Day 15, Year 2: Seventh Day of Passage from New Zealand to Fiji
Date: Wednesday, May 9, 2007
Weather Today: Finally Clear Blue Skies, Winds N 12 Knots
Temperature: Air 78 degrees F; Water 78 degrees F
Latitude: 21 degrees 17 minutes S
Longitude: 176 degrees 22 minutes E
Miles to Go: 222.5
Location: Passage from New Zealand to Fiji
It is close to sundown and Mark is below on the radio. By the way, he has on shorts and no shirt. The temperature is rising. There has been a 5 PM net that has been run by Paddy on Zafarse but this evening Paddy has his engine running and has interference that is keeping him from hearing most boats. He could hear us and asked Mark to take the net. So Mark is taking the check-ins to make sure we know everyone’s location in case of problems. We are all getting close to Fiji, but different boats are starting to have problems. Ohana Kai with Bruce and Lisa and their two beautiful little boys, Tristin and Matthew, are struggling a bit tonight. They have tears in both their main and headsail and their engine is giving them problems. They are working hard this evening to repair the sails in case the engine goes, but they are two days out of Fiji. We are close to them and we will check in tomorrow morning to see how things are going. I’m not sure what we can do, but I know we will think of something. Kelly and Kelly of Moorea and Ranger are also nearby, so between us all I’m sure we will be creative and find solutions to their problems. Safina is further ahead, but they are losing ground. They are short on fuel and they have only their main sail as their genoa blew out a couple of days ago. This trip has been tough on a number of boats but most of us are now above the squash zone and out of danger. White Swan and Scott Free II are still behind us, but things are starting to calm for them as well. Now we are having to contend with headwinds. At least the seas are fairly calm and the headwinds are fairly light. Windbird is barreling through. This is when Windbird’s large fuel capacity and ability to simply plow forward through wind and waves come into play. She is a good boat.
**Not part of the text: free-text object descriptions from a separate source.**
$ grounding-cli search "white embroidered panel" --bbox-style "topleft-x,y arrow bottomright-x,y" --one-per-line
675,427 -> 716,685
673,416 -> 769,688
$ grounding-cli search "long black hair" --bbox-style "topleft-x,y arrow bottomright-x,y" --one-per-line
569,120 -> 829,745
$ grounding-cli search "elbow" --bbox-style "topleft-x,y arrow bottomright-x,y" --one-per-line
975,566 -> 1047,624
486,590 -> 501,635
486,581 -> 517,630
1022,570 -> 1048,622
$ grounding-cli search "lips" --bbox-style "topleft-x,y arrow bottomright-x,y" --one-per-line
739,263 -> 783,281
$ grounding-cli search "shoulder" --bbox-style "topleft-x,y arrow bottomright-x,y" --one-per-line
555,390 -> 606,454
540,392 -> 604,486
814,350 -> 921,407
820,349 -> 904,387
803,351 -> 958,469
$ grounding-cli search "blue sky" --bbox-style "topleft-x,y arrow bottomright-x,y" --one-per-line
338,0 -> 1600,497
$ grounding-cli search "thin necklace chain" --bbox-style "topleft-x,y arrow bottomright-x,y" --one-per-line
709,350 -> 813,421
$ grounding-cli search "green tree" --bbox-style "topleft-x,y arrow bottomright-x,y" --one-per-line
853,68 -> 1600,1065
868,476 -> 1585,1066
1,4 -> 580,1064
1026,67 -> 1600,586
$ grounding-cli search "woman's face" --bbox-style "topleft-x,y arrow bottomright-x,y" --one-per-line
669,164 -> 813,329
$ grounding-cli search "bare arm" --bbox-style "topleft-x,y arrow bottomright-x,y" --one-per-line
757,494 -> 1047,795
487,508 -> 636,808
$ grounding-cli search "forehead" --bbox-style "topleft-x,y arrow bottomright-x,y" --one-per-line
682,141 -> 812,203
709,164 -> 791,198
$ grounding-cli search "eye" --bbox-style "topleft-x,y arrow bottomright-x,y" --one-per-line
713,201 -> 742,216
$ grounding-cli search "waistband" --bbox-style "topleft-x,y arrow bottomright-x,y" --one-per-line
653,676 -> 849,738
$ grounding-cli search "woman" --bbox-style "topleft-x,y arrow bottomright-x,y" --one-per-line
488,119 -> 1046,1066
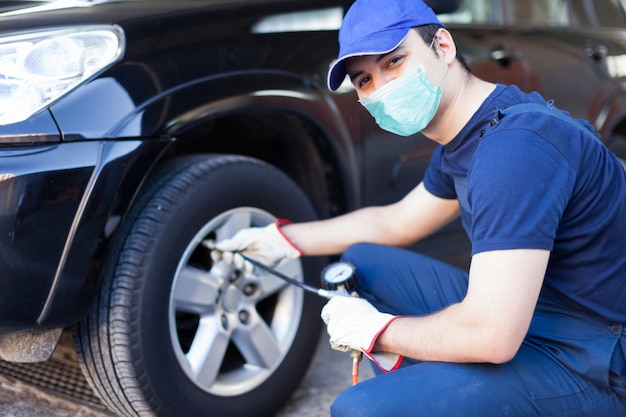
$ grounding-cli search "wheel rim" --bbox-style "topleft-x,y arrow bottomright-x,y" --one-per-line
168,208 -> 304,396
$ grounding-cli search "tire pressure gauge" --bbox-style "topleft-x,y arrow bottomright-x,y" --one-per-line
321,261 -> 362,386
321,262 -> 358,291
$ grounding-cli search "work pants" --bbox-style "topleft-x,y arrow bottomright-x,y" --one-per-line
330,243 -> 626,417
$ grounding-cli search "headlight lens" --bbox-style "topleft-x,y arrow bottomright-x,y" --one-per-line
0,25 -> 125,126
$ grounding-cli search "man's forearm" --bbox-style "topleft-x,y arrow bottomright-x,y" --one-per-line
282,183 -> 461,256
374,249 -> 548,364
282,206 -> 395,256
374,303 -> 521,364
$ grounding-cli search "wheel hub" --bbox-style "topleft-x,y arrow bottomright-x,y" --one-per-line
222,284 -> 243,313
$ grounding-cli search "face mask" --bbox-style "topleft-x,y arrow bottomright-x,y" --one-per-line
359,64 -> 443,136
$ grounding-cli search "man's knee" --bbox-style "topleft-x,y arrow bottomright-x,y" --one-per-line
330,383 -> 379,417
341,242 -> 378,264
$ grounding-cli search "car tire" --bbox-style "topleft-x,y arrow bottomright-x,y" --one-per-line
73,154 -> 325,417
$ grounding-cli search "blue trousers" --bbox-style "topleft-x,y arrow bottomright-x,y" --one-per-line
331,243 -> 626,417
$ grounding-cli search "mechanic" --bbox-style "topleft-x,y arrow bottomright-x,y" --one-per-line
213,0 -> 626,415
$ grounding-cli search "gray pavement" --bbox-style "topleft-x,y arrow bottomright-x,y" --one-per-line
0,331 -> 374,417
277,331 -> 375,417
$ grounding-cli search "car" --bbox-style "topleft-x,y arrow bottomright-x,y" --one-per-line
441,0 -> 626,153
1,0 -> 625,416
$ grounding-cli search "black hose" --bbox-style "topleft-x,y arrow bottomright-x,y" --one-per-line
239,254 -> 331,298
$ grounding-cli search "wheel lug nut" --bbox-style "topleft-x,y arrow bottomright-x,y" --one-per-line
243,284 -> 258,296
239,310 -> 250,324
221,314 -> 229,330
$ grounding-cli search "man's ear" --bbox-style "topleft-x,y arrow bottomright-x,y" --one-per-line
433,28 -> 457,65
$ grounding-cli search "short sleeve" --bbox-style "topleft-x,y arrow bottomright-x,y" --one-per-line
424,146 -> 457,199
468,129 -> 576,255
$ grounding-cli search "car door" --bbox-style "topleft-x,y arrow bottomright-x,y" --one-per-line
443,0 -> 532,91
574,0 -> 626,146
508,0 -> 615,127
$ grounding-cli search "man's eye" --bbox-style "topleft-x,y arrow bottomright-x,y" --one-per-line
358,76 -> 371,89
387,56 -> 403,67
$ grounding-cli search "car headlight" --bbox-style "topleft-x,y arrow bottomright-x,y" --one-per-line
0,25 -> 125,126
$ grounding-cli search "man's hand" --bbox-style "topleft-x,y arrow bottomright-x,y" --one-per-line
321,296 -> 402,372
212,219 -> 301,271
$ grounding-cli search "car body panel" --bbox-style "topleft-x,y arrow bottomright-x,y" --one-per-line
0,138 -> 171,330
36,138 -> 172,326
0,142 -> 100,328
0,110 -> 61,143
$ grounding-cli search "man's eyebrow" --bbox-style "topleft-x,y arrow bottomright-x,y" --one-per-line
349,69 -> 365,81
348,48 -> 401,80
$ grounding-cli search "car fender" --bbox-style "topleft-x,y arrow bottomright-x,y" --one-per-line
38,72 -> 362,327
52,70 -> 361,206
34,138 -> 172,327
111,70 -> 362,213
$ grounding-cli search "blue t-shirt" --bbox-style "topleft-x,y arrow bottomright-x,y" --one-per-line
424,84 -> 626,323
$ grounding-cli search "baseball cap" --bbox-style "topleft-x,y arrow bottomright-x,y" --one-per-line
327,0 -> 444,91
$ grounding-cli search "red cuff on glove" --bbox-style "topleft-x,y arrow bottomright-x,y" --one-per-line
363,315 -> 404,372
275,219 -> 303,256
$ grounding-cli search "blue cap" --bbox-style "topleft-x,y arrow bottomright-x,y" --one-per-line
327,0 -> 443,91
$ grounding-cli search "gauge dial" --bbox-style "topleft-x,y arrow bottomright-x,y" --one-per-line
321,262 -> 357,290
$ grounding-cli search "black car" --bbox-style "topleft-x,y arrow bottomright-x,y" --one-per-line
1,1 -> 625,416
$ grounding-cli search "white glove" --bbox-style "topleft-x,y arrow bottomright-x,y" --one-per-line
213,219 -> 301,271
321,295 -> 403,372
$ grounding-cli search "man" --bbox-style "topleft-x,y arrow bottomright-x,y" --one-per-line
214,0 -> 626,415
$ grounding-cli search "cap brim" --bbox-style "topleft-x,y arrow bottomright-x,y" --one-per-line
327,29 -> 409,91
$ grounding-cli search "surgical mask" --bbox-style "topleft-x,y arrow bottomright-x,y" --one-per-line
359,64 -> 444,136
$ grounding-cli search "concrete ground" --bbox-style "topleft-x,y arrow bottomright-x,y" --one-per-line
0,331 -> 374,417
277,331 -> 375,417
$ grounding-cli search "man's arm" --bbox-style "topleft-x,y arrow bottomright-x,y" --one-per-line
374,248 -> 549,363
284,182 -> 460,256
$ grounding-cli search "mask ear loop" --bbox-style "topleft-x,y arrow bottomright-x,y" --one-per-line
429,34 -> 450,87
428,34 -> 437,51
438,64 -> 451,87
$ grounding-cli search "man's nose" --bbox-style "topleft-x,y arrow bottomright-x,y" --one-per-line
373,72 -> 397,92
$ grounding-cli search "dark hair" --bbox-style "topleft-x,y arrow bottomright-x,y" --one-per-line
415,24 -> 471,72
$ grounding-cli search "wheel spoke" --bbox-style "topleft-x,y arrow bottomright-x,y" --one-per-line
173,265 -> 221,313
233,310 -> 282,369
215,211 -> 252,241
257,273 -> 289,299
257,261 -> 302,301
187,318 -> 231,388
This morning’s radio net was interesting. The group of boats headed to Tonga have had to slosh through the same squash zone that we have and they are still in it. We talked briefly with Randy on Procyon and he said they are doing fine but it has been a wet trip. With their brand new bullet-proof cockpit enclosure, I was surprised to hear that. But they are an aft cockpit boat. I will have to email to find out the details. We have not heard anything about Endangered Species or Wind Pony, but I’m assuming that Procyon is in contact with them and all is well. Fatty Goodlander on Wild Card is also on the way to Tonga and he reported this morning that he put out a sea anchor last night to steady things. Winds were only in the 25 to 35 knot range, so others on the net were a little surprized at the action. We will be interested to hear tomorrow morning how things went for him. Wild Card is a smaller boat than many out here. It is either a 36 or 38 foot Sparkman-Stephens aft cockpit design. In the seas that we have had, the aft cockpits have been much wetter than our center cockpit. I’m definitely a center cockpit sailor. I often think of Tom Linskey when I talk about liking to be dry when sailing. He and his wife Harriet circumnavigated a number of years ago, and when we were having dinner and talking about our upcoming voyage, I was concerned about getting wet in our little dinghy. I wanted a bigger one (which we did buy). All Tom said to me was, “Judy, didn’t anyone tell you that sailing is a water sport?” I now know it is, but I still prefer the high and dry center cockpit on Windbird. Sorry, Tom.